Marie se redressa, les mains crispées sur son torchon.

— Mes fils ?

Oui. Une rixe ce soir, à l’auberge. Les frères Le Bihan portent plainte. Dents cassées, nez en sang… et des témoins.

Un silence pesant envahit la cuisine. Erwan se mit à pleurnicher doucement. Léa, rentrée pour le week-end de son pensionnat, s’était approchée du chambranle de la porte. Son visage pâle, éclairé par la lampe, ne laissait rien paraître, mais ses yeux brillaient.Jean fit un pas en avant.

— C’est moi, dit-il simplement. Yves n’a rien à voir là-dedans.Mais le plus jeune gendarme ricana.

— Allons, allons… vous croyez qu’on n’a pas vu ? Les deux ensemble, comme deux loups sur leur proie.

Marie, le souffle court, se plaça entre eux.

— Cela ne fait même pas un an que mes enfants ont perdu leur père, dit-elle d’une voix tremblante. Est-ce qu’on peut pas leur laisser la paix ?

Le vieux gendarme soupira, mal à l’aise.

— Madame, ce sont les procédures.
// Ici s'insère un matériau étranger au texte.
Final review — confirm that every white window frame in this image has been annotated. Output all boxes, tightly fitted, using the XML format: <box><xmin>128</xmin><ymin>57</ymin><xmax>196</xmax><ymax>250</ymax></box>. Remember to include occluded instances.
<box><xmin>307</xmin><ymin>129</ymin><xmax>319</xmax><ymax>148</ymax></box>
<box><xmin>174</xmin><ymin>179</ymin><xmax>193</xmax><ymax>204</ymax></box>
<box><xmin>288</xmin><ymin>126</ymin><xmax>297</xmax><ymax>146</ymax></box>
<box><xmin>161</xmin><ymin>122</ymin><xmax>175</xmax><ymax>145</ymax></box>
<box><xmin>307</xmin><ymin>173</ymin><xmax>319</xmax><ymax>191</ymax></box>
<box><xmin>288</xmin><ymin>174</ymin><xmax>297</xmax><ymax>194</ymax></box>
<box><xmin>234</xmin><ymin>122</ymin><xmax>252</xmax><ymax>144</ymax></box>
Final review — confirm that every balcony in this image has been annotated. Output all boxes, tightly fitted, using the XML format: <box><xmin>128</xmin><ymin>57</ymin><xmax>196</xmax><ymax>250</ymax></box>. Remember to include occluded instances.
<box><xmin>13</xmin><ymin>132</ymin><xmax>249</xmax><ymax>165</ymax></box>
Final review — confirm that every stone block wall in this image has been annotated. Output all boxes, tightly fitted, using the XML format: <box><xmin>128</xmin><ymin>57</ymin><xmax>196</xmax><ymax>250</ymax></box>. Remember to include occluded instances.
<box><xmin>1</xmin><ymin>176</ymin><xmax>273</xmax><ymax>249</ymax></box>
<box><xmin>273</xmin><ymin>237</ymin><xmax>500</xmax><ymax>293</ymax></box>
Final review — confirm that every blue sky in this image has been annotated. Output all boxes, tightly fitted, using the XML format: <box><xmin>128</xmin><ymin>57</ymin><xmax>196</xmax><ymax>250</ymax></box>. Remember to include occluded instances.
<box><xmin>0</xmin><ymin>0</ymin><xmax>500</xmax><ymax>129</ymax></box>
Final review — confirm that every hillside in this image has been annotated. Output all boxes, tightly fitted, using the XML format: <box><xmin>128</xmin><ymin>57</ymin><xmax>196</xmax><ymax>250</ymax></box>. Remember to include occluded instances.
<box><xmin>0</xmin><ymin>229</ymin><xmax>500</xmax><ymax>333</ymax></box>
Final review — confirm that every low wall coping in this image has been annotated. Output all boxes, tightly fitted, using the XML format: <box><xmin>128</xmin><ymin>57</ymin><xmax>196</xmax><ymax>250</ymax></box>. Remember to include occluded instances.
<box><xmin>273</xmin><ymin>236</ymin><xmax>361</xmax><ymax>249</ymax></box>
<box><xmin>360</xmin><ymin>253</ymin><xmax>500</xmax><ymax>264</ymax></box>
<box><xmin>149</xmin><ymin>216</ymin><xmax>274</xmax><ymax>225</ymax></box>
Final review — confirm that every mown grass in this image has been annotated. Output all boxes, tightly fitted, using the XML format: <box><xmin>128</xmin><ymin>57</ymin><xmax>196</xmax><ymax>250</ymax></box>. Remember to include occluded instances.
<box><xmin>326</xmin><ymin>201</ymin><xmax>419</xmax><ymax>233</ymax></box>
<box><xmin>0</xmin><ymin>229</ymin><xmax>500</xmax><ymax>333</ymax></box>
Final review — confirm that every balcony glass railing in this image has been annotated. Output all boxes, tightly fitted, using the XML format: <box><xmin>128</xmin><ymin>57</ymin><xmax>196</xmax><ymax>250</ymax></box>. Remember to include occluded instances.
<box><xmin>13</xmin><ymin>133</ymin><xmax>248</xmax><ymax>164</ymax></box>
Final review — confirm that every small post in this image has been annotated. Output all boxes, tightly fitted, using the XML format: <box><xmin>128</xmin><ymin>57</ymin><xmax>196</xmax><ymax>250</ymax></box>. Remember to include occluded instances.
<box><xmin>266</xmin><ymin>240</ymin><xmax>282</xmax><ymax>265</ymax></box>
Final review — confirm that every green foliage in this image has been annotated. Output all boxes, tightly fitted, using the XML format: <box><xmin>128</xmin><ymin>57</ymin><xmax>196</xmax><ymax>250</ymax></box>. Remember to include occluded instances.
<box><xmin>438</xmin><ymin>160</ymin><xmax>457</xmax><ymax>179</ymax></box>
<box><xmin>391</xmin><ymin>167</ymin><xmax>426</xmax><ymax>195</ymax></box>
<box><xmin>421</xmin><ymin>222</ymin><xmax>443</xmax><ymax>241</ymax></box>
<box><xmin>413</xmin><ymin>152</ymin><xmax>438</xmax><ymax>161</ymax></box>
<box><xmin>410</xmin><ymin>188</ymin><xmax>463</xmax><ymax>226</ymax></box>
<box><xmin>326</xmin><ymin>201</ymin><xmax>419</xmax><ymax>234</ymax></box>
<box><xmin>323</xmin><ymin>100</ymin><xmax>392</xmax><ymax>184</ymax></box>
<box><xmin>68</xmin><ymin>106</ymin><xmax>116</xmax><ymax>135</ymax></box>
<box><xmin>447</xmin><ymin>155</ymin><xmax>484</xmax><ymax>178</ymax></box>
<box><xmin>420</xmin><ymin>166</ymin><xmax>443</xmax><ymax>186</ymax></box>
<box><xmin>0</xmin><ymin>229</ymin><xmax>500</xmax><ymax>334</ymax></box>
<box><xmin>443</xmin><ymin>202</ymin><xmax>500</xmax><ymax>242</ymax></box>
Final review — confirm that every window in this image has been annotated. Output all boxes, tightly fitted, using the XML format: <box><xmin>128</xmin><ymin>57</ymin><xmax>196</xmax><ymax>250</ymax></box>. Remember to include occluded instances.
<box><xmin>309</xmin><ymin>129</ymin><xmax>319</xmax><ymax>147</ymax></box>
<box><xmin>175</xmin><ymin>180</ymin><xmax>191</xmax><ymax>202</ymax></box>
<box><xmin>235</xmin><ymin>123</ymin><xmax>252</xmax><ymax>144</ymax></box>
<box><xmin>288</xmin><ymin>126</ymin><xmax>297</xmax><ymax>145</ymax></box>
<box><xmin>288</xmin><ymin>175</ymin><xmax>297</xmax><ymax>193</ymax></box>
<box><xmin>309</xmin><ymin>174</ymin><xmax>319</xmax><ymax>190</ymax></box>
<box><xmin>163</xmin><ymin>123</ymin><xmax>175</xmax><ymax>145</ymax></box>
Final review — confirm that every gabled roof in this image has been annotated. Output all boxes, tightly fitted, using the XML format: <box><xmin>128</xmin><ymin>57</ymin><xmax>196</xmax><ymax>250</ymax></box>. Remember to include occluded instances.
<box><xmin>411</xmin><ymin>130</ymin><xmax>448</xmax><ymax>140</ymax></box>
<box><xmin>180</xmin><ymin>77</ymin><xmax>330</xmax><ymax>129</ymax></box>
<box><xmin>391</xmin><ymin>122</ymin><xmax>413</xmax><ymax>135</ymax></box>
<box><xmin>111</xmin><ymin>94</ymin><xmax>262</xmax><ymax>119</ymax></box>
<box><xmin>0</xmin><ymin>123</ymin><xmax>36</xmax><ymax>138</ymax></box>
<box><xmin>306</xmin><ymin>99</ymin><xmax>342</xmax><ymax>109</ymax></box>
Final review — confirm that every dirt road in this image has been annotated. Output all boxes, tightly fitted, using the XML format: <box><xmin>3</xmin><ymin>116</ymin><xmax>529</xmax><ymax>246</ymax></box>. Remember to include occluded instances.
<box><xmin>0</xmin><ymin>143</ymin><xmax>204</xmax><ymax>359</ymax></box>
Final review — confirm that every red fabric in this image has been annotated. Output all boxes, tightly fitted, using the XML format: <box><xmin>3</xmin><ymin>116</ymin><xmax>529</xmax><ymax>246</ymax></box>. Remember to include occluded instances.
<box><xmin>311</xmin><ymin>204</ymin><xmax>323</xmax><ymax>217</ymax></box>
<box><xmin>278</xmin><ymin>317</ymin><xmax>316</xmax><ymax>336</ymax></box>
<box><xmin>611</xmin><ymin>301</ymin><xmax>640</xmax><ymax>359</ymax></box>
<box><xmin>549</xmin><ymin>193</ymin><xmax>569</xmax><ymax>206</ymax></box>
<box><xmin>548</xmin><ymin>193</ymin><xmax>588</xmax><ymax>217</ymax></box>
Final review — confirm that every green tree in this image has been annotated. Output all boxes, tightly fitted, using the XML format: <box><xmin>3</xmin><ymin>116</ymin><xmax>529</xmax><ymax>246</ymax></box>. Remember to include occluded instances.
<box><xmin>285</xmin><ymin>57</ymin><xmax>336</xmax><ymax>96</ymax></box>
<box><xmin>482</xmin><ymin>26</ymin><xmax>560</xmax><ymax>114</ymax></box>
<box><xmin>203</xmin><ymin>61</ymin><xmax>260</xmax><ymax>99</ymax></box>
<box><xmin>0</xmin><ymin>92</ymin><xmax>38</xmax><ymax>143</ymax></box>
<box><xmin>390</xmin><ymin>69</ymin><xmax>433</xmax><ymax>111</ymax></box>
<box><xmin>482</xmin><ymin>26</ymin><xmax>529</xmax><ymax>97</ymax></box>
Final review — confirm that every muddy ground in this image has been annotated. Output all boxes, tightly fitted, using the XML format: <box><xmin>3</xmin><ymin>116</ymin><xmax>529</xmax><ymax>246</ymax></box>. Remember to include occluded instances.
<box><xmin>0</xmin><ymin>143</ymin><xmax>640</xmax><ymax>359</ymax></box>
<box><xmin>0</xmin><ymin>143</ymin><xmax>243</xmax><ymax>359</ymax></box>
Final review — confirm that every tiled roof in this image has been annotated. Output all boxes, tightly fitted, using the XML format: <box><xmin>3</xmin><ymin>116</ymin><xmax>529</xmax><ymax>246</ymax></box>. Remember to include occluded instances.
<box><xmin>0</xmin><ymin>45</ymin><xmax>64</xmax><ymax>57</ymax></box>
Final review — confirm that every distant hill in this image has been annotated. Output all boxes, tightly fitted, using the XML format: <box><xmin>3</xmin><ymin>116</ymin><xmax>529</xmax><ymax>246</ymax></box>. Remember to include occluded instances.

On ne fait qu’appliquer la loi.

Jean serra les poings, le regard noir. Yves, derrière lui, avait les yeux pleins p de rage contenue. Leurs silhouettes se découpaient dans la lumière vacillante, comme deux ombres prêtes à bondir. Finalement, le gendarme conclut :

— Demain matin, huit heures. Ils devront se présenter à la brigade. Pas de retard. La porte se referma dans un courant d’air glacial.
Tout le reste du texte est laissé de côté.